Search code examples
pythonmultithreadingpicklepython-multiprocessing

Can't pickle local object when multiprocessing with pool.map


I am trying to use multiprocessing with the python Pool function, using functools.partial to input several arguments with constant value into the pool.map command (i.e the first argument is the only varying).

The issue is that when I run the code I get the following error and I don't know how why or how to solve it:

AttributeError: Can't pickle local object 
    'get_MAX_SNR_for_eventdata_file.<locals>.get_SNR_multiprocess'

I don't know why it cannot pickle an object. This is the code (which is inside a top-level function):

def get_SNR_multiprocess(binning, event_data, energy_interval, tstart, tstop, trigger_time):
    """ This function just changes the order of arguments to be able to use partial"""
    SNR=get_max_SNR_est(event_data, energy_interval, binning, tstart, tstop, trigger_time)
    return SNR

pool=multiprocessing.Pool(processes=4)

for i in range(len(energybands)-1):
    energy_interval=[energybands[i],energybands[i+1]]
    partial_func=partial(get_SNR_multiprocess, event_data=event_data, 
                         energy_interval=energy_interval, tstart=tstart, tstop=tstop, 
                         trigger_time=trigger_time)
    SNRlist=pool.map(partial_func,timescales)
pool.close()

I get a hint that the problem might have to do with the fact that only functions defined at top-level of a module can be pickled, according to What can be pickled?. However, I cannot figure out exactly the problem in my code, or how to solve it.

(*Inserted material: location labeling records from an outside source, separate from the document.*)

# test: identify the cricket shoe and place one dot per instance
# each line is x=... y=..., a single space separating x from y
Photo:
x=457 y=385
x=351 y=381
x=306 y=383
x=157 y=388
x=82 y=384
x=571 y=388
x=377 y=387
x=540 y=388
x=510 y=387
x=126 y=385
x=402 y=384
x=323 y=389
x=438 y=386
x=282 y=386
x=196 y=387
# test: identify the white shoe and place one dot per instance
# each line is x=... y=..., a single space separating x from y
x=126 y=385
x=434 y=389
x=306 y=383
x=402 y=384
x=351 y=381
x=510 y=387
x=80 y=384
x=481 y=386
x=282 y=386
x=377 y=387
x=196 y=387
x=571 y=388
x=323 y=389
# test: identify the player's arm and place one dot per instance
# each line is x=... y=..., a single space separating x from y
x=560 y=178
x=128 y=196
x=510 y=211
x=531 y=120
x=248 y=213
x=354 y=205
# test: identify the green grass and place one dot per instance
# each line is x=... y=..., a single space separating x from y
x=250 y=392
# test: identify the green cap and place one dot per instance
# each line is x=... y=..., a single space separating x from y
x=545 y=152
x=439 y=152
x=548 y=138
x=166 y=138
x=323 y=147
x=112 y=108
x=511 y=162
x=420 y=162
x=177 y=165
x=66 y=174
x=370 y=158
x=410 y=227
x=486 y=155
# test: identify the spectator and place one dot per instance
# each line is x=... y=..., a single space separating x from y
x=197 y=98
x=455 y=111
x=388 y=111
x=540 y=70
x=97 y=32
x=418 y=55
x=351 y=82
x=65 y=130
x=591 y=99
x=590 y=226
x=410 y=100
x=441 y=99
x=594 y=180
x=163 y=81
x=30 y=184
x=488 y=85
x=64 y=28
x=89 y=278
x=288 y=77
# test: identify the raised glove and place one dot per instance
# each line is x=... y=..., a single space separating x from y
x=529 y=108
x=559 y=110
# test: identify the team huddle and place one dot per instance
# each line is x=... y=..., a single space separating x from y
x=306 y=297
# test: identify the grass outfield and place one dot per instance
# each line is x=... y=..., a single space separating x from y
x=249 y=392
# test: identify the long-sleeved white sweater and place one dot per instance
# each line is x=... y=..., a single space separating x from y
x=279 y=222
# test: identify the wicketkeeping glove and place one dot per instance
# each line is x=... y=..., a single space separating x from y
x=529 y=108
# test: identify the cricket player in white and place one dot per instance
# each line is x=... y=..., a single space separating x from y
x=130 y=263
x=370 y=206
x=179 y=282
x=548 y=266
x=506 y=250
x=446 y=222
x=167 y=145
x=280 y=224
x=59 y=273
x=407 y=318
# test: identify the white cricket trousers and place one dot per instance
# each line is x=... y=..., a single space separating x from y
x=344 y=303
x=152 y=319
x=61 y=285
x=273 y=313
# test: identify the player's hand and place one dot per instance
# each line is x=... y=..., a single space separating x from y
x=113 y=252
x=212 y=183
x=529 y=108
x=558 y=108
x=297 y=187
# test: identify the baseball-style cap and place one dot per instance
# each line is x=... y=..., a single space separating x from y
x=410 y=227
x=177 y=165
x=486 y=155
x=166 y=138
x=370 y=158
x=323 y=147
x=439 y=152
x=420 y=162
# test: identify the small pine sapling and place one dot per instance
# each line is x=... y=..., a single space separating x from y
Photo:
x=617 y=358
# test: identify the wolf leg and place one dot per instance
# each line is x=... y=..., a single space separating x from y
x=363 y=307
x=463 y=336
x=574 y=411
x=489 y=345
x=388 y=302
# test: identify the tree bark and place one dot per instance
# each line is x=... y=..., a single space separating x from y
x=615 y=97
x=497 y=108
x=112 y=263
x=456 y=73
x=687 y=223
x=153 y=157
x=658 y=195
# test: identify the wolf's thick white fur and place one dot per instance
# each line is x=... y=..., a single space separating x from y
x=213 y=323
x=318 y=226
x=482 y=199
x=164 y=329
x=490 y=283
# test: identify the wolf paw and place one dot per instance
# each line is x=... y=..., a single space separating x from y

The function get_max_SNR_est in the code is a function defined in the same script and returns a value. This function is dependant on other function of the same script (which depends on another and so on...).

Just FYI, the code works without multiprocessing using a for loop, like:

SNRlist=[]
for i in range(len(energybands)-1):
    energy_interval=[energybands[i],energybands[i+1]]
    for binning in timescales:
        SNR=get_max_SNR_est(event_data, energy_interval, binning, tstart, tstop, 
                            trigger_time)
        SNRlist.append(SNR)

Edit: I forgot to put that the code that I am showing here is already in a function. Based on @martineau's comment I took the function get_SNR_multiprocessing out of the aforementioned function, which solves the issue of pickling (see answer).


Solution

  • Thanks to @martineau's comment I found a solution for this issue. As I mentioned later in the edit of the questions, the code that I am showing here is already in a function. I took the function get_SNR_multiprocessing out of the aforementioned function, which solves the issue of pickling. The new code (where I am showing the function that contained the code shown above) looks like this:

    def get_SNR_multiprocess(binning, event_data, energy_interval, tstart, tstop, trigger_time):
        """ This function just changes the order of arguments to be able to use functools.partial for multiprocessing"""
        SNR=get_max_SNR_est(event_data, energy_interval, binning, tstart, tstop, trigger_time)
        return SNR
    
    def get_MAX_SNR_for_eventdata_file(event_data, energybands, timescales, tstart, tstop, trigger_time):
        """
        Gives the maximum SNR of all timescales and energybands given for a given event_data file
        """ 
        SNRlist=[]
        for i in range(len(energybands)-1):
            energy_interval=[energybands[i],energybands[i+1]]
    
            with multiprocessing.Pool(processes=4) as pool:
                partial_func=partial(get_SNR_multiprocess, event_data=event_data, energy_interval=energy_interval, tstart=tstart, tstop=tstop, trigger_time=trigger_time)
                SNRlist=pool.map(partial_func,timescales)
    
    

    Unfortunately, this method takes the same time as the original method with a for loop.